Senate Intelligence Committee Democrats are set to conclude that Bush-era torture policies simply didn’t produce the results that supporters have claimed. As Mark Hosenball reports in an important scoop, the evidence simply doesn’t “substantiate claims by some Bush supporters that the harsh interrogations led to counter-terrorism coups.”
Remember, for such techniques, euphemized by supporters as “enhanced interrogation,” to be good policy several things have to be true, of which producing useful intelligence would only be one. They would also have to produce intelligence that could not be obtained from conventional means; that intelligence would have to outweigh the false leads that torture is known to produce; and the net value of that intelligence would have to outweigh the very real costs of establishing a reputation as a nation that employs torture. And that’s just the practical side; there’s also the legal jeopardy involved in violating international law (which has practical implications as well), and of course the questions about morality involved.
So it’s important not to be fooled into thinking that any evidence that torture produced useful intelligence would justify the policy. But apparently, as expert interrogators have long maintained, Diane Feinstein’s committee has found that it doesn’t even do that.

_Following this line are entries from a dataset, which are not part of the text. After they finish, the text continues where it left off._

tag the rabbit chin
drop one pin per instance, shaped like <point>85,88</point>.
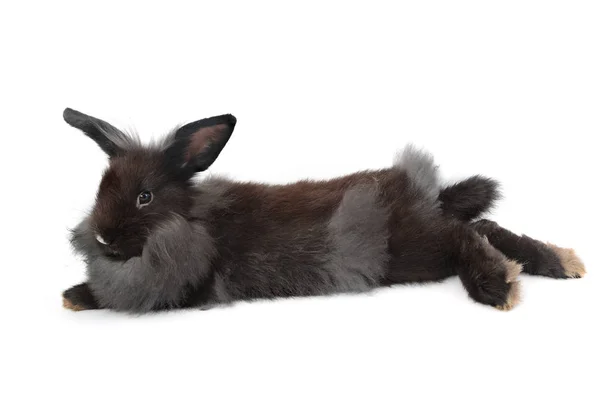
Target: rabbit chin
<point>122,252</point>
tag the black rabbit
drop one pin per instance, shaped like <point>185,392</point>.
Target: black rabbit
<point>156,239</point>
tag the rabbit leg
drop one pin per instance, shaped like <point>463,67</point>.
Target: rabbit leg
<point>537,258</point>
<point>79,298</point>
<point>487,275</point>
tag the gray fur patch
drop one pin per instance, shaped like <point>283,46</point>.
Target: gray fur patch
<point>125,141</point>
<point>421,170</point>
<point>359,235</point>
<point>177,254</point>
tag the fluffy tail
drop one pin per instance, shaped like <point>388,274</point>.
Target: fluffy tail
<point>468,199</point>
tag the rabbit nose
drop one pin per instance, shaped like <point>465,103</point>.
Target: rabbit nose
<point>100,239</point>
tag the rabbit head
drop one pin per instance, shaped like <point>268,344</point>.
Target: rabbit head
<point>144,185</point>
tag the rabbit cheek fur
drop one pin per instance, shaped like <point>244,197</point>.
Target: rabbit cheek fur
<point>219,241</point>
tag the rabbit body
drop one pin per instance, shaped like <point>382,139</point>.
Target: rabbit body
<point>156,239</point>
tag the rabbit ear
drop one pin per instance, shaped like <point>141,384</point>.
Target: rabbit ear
<point>198,144</point>
<point>109,138</point>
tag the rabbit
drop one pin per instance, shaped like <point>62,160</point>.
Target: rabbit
<point>158,239</point>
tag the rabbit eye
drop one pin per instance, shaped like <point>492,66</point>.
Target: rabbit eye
<point>144,198</point>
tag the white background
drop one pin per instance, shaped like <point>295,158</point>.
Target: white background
<point>509,89</point>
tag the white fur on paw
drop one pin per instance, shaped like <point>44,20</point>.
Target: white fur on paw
<point>514,296</point>
<point>513,269</point>
<point>571,263</point>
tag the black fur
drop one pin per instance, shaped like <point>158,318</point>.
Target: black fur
<point>469,199</point>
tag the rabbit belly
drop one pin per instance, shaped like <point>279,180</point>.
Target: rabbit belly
<point>347,252</point>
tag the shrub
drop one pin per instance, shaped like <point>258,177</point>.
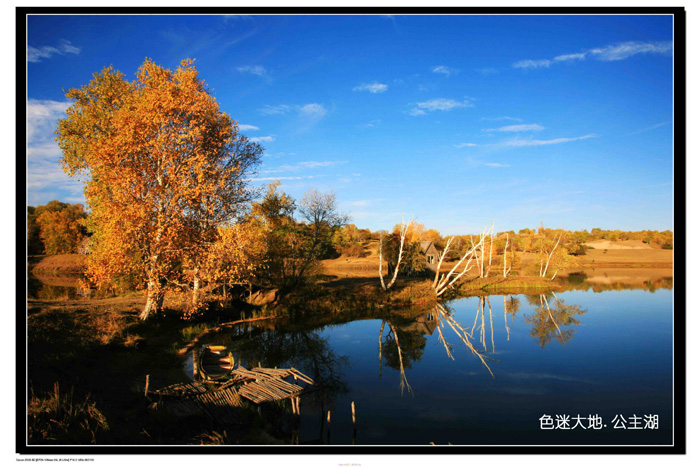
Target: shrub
<point>55,419</point>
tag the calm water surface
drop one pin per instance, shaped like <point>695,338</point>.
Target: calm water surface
<point>575,354</point>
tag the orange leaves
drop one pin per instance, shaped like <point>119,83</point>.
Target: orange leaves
<point>163,169</point>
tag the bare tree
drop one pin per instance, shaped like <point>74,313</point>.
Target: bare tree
<point>402,233</point>
<point>505,257</point>
<point>545,266</point>
<point>321,212</point>
<point>445,281</point>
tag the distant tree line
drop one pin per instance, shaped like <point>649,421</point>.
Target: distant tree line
<point>55,228</point>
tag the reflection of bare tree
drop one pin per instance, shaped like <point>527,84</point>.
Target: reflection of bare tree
<point>399,348</point>
<point>550,322</point>
<point>444,316</point>
<point>505,316</point>
<point>404,382</point>
<point>305,350</point>
<point>512,306</point>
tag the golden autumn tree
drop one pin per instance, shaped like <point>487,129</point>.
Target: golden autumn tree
<point>163,168</point>
<point>60,227</point>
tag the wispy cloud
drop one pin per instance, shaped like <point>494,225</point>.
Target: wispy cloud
<point>517,128</point>
<point>374,88</point>
<point>262,139</point>
<point>313,111</point>
<point>274,109</point>
<point>36,54</point>
<point>541,142</point>
<point>45,178</point>
<point>420,108</point>
<point>257,70</point>
<point>569,57</point>
<point>359,203</point>
<point>371,124</point>
<point>628,49</point>
<point>653,127</point>
<point>445,70</point>
<point>487,71</point>
<point>609,53</point>
<point>496,119</point>
<point>516,143</point>
<point>532,64</point>
<point>42,119</point>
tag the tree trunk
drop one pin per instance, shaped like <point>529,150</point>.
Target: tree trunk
<point>505,257</point>
<point>381,274</point>
<point>196,288</point>
<point>154,300</point>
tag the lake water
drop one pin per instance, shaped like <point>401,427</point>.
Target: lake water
<point>592,362</point>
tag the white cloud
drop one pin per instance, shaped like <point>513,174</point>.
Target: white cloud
<point>487,70</point>
<point>262,139</point>
<point>445,70</point>
<point>420,108</point>
<point>517,128</point>
<point>274,109</point>
<point>608,53</point>
<point>537,142</point>
<point>371,124</point>
<point>42,118</point>
<point>255,70</point>
<point>495,119</point>
<point>567,57</point>
<point>374,88</point>
<point>532,64</point>
<point>46,180</point>
<point>36,54</point>
<point>313,111</point>
<point>653,127</point>
<point>628,49</point>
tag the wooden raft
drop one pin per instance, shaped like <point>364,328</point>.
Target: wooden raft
<point>267,384</point>
<point>181,390</point>
<point>223,405</point>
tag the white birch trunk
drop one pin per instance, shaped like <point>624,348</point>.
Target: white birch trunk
<point>442,256</point>
<point>549,257</point>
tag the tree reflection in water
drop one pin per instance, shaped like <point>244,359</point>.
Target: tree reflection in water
<point>551,322</point>
<point>405,342</point>
<point>304,350</point>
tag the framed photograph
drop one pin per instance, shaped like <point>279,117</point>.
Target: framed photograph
<point>351,231</point>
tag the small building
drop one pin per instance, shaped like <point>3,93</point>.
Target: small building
<point>431,254</point>
<point>84,248</point>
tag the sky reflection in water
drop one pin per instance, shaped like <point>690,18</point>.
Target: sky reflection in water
<point>610,353</point>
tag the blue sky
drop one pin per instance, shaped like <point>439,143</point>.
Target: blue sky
<point>456,120</point>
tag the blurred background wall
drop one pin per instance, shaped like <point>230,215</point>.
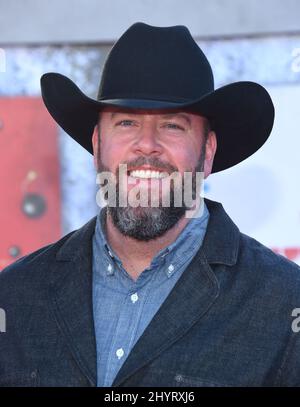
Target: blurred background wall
<point>256,40</point>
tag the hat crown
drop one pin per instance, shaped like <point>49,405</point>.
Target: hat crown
<point>156,63</point>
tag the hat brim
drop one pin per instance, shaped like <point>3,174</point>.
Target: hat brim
<point>241,114</point>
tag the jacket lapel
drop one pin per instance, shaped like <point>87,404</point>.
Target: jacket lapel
<point>71,298</point>
<point>191,297</point>
<point>193,294</point>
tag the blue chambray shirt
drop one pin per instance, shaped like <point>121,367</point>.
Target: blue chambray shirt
<point>123,307</point>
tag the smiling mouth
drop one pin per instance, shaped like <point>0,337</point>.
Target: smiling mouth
<point>148,174</point>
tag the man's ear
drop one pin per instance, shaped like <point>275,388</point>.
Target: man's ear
<point>95,141</point>
<point>210,151</point>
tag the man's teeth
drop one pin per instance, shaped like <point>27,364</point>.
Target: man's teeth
<point>148,174</point>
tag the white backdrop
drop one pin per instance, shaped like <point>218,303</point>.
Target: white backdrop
<point>262,194</point>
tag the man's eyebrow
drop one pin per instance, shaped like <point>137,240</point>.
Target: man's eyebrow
<point>174,115</point>
<point>162,116</point>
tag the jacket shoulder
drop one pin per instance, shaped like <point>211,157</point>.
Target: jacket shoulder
<point>254,253</point>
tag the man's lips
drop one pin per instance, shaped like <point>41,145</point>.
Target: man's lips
<point>146,168</point>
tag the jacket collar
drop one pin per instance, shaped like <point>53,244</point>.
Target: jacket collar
<point>71,295</point>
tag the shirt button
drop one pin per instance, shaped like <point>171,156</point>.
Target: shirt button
<point>134,297</point>
<point>170,269</point>
<point>110,269</point>
<point>120,353</point>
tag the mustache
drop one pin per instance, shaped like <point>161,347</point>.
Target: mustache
<point>152,161</point>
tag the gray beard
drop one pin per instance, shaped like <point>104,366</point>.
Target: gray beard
<point>147,223</point>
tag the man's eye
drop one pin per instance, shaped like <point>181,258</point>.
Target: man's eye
<point>174,126</point>
<point>125,123</point>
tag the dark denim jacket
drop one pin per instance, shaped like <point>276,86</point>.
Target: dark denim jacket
<point>227,322</point>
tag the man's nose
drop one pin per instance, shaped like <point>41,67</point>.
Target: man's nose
<point>147,141</point>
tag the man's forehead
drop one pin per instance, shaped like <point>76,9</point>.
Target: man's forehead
<point>112,111</point>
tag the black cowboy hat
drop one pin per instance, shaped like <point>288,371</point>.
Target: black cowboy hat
<point>163,68</point>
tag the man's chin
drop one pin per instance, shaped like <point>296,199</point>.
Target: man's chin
<point>145,223</point>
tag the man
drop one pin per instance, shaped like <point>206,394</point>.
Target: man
<point>145,295</point>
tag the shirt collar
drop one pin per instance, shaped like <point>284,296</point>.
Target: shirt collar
<point>172,254</point>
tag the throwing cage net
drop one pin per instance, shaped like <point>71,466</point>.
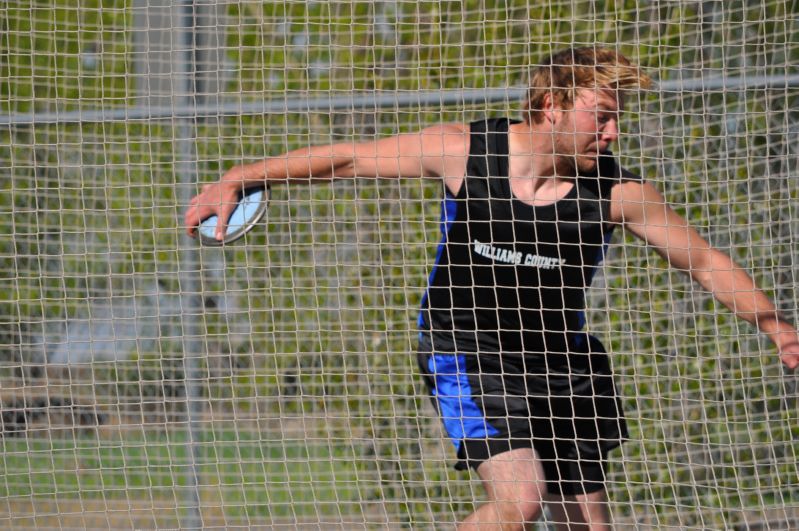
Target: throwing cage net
<point>146,381</point>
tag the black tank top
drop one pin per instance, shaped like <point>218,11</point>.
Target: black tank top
<point>510,277</point>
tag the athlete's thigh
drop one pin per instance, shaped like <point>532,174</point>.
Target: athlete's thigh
<point>515,476</point>
<point>583,512</point>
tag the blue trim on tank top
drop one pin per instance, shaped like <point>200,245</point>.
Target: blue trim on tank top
<point>449,210</point>
<point>579,339</point>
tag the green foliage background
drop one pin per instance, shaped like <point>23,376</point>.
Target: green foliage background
<point>308,330</point>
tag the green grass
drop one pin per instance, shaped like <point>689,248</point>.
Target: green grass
<point>248,475</point>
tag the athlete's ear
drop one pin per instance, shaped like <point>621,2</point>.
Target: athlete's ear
<point>549,110</point>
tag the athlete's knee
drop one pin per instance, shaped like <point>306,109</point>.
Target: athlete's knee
<point>520,514</point>
<point>504,515</point>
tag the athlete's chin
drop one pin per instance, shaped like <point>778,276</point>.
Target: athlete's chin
<point>587,163</point>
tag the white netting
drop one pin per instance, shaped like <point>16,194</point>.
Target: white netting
<point>145,382</point>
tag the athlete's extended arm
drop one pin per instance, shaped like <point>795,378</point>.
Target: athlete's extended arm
<point>437,151</point>
<point>644,212</point>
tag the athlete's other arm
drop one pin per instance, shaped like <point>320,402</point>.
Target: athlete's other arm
<point>437,151</point>
<point>642,210</point>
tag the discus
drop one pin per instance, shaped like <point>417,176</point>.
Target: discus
<point>249,210</point>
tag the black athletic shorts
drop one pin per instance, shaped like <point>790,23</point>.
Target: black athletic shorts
<point>491,404</point>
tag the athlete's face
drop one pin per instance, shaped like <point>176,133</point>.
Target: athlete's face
<point>587,129</point>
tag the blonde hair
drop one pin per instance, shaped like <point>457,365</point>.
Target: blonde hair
<point>565,72</point>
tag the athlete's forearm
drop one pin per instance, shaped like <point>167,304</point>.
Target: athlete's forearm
<point>732,286</point>
<point>302,166</point>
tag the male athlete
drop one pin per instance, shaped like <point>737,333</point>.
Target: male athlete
<point>524,393</point>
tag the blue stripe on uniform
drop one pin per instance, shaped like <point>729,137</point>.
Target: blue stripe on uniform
<point>581,319</point>
<point>461,415</point>
<point>449,209</point>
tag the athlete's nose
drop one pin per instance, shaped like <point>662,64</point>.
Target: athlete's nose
<point>609,132</point>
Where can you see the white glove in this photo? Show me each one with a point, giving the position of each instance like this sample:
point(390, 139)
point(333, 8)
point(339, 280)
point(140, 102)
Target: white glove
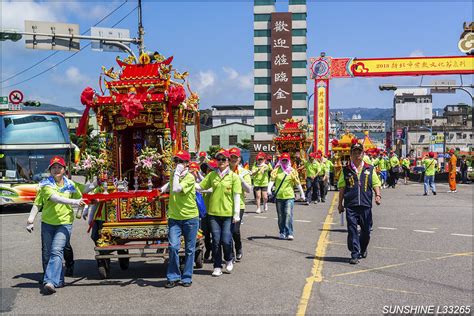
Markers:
point(85, 212)
point(179, 169)
point(29, 227)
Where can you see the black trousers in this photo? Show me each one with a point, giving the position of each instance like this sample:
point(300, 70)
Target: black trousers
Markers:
point(235, 227)
point(362, 216)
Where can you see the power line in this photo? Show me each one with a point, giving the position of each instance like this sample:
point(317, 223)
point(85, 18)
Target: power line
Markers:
point(67, 58)
point(56, 52)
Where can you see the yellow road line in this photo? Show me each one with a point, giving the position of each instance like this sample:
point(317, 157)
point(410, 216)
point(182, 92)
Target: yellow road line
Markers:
point(402, 264)
point(316, 270)
point(376, 287)
point(393, 248)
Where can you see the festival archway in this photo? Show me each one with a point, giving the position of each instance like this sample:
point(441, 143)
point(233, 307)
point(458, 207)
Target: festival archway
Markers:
point(323, 69)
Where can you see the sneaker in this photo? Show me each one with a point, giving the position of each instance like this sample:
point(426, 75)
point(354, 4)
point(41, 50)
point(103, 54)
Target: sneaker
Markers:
point(229, 266)
point(49, 289)
point(354, 261)
point(69, 271)
point(207, 255)
point(171, 284)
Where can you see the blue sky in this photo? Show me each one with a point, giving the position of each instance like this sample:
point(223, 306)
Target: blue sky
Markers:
point(213, 40)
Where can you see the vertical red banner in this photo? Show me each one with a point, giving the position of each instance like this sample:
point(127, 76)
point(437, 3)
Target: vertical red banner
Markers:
point(321, 115)
point(281, 67)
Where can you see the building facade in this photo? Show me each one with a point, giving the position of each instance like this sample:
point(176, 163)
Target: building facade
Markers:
point(224, 136)
point(226, 114)
point(263, 9)
point(451, 130)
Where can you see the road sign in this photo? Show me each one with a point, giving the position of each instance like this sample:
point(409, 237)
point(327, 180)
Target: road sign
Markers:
point(443, 86)
point(47, 40)
point(15, 97)
point(3, 103)
point(108, 33)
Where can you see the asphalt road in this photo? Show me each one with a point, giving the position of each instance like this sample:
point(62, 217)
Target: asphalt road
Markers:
point(421, 253)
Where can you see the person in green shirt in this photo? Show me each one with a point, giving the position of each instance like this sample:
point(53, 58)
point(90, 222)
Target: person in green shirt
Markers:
point(224, 209)
point(312, 184)
point(183, 220)
point(431, 166)
point(260, 172)
point(285, 178)
point(406, 168)
point(56, 197)
point(246, 180)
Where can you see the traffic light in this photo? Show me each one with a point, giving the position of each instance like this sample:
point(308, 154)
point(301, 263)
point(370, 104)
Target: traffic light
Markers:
point(387, 87)
point(32, 103)
point(12, 35)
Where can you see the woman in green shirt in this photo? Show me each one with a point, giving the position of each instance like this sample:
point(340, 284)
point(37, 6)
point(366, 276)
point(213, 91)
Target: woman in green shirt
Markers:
point(285, 178)
point(259, 173)
point(224, 209)
point(183, 220)
point(57, 195)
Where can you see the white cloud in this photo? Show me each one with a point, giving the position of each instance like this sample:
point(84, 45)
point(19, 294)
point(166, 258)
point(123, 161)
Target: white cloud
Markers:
point(232, 73)
point(417, 53)
point(72, 77)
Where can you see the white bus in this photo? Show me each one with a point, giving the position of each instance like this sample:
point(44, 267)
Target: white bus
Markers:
point(29, 139)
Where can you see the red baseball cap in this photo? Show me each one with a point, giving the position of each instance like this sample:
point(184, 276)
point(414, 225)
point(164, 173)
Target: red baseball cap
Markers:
point(223, 152)
point(285, 156)
point(194, 166)
point(234, 152)
point(183, 155)
point(212, 164)
point(57, 159)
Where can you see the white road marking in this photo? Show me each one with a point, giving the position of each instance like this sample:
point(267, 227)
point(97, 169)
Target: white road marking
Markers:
point(463, 235)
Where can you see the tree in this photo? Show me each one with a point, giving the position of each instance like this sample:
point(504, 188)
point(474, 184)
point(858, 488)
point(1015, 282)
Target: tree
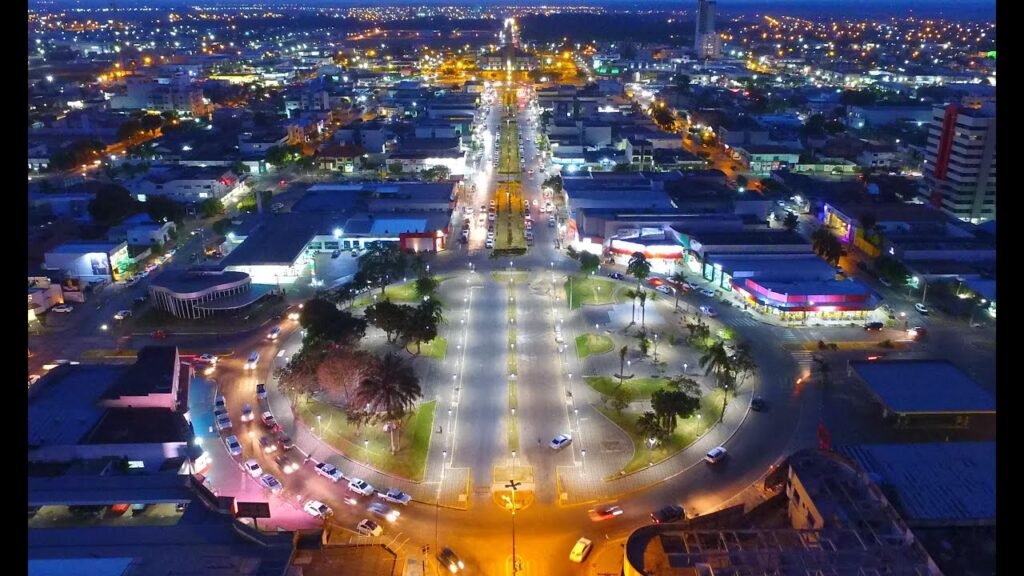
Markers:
point(112, 204)
point(162, 209)
point(211, 207)
point(649, 426)
point(717, 360)
point(589, 262)
point(341, 371)
point(638, 268)
point(622, 364)
point(389, 317)
point(791, 221)
point(389, 392)
point(643, 310)
point(671, 404)
point(826, 245)
point(679, 279)
point(424, 322)
point(381, 261)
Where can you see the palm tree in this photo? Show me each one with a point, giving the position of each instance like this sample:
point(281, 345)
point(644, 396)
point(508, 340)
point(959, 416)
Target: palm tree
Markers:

The real bad news here is that torture supporters are unlikely to accept the results. And as long as one political party supports torture, it’s likely to return. I’ve suggested that what’s really needed is a presidentially-appointed commission with full Republican buy-in that could set out the facts in as complete detail as possible (including, to be sure, any evidence that would support the Bush-era policies). Indeed, in my view getting to that point would be so important for torture opponents that it would be worth pre-emptive presidential pardons for everyone involved, along with generous comments from Barack Obama (whether sincere or not) accepting that whatever mistakes were made in the aftermath of the September 11 attacks were surely well-intentioned in the Bush Administration’s understandable efforts to protect the American people. Perhaps not; perhaps there’s some other path to barring a return to torture in future administrations. And this is certainly not something that Obama is going to act on in the months leading up to the November election. But unless something changes, I think it’s quite likely that torture will return in the future, no matter how much evidence mounts against it.